Linux runs perfectly well on older hardware, on which Windows 7 would probably even refuse to install, or leave you waiting for 20 seconds after each click. Of course, Linux won’t make a race-winner out of your 12-year old computer, but it will run very well on it and allow you to perform usual tasks (surfing the web, writing documents, etc.) just fine. The very computer that delivers this page to you is not very young and runs Linux: if you can read this, then it is up and running (and if the website loads slowly, blame my Internet connection only).

 

Help other countries, and your own

(Thanks to Gabriel E. Patiño — gepatino {at}gmail {dot} com — for the idea and first version of the text)

Microsoft is an USA company, and its success is great for the American economy.

But if you don’t live in the USA, when you buy propietary software (eg Windows), about a half of the money goes directly to the software company’s HQ (eg Microsoft’s): that money leaves your country, while the other half stays in (sales commissions, etc.: no technical benefits). Your country is not producing anything, and you don’t even need qualified people to sell boxes. That leads to IT professionals with no high level knowledge who only install and configure proprietary software without the option of modifying/learning/customizing it.

With Free Software (eg Linux), the economy (and IT professionals’ knowledge) of your country could improve, since there could be a lot of small/medium companies customizing solutions, providing support, consulting, etc.

People who know how to do things and retain money in your country will benefit from it, rather than people who just sell boxes with a predefined sales pitch, sending your money offshore, leaving IT professionals without real knowledge about how things work.

 

Use MSN, AIM, ICQ, Jabber, with a single program

You may have accounts for several instant messaging services, such as MSN, Yahoo, ICQ, Jabber, AIM, etc. While running Windows or Mac OS X, you probably need one program to connect to each one of those : MSN Messenger for MSN, ICQ for ICQ, etc.

With Pidgin, the instant messenger for Linux (it exists for Windows as well, and for Mac OS X with the name “Adium”), you can connect to all these services at once, with this one program, and see all your buddies at the same time.

 

 

Get a great music player

Linux has many music players (including AmaroK, Rhythmbox, Banshee, etc.), and some of them are great.

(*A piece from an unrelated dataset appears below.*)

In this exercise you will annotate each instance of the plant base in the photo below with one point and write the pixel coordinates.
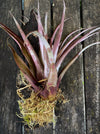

Check out AmaroK for example (see the screenshot): it manages and plays your music perfectly, learns which tunes you prefer, automatically fetches their title (and lyrics) on the Internet, and even gets the CD covers for you!

 

 

Keep an eye on the weather.

Are you tired of having a thermometer outside your window and go check it before getting out? Just take a look at your Linux screen and keep an eye on the weather :

Of course, Linux doesn’t force you to do anything, so you can place this anywhere you want on your screen, or just not have it at all (after all, isn’t it nicer to have a look through your window?). You can select the place where you live (or anywhere else) in a complete list of locations (OK, I cheated, I chose Honolulu for the screen capture, it’s 2°C right now in Paris!).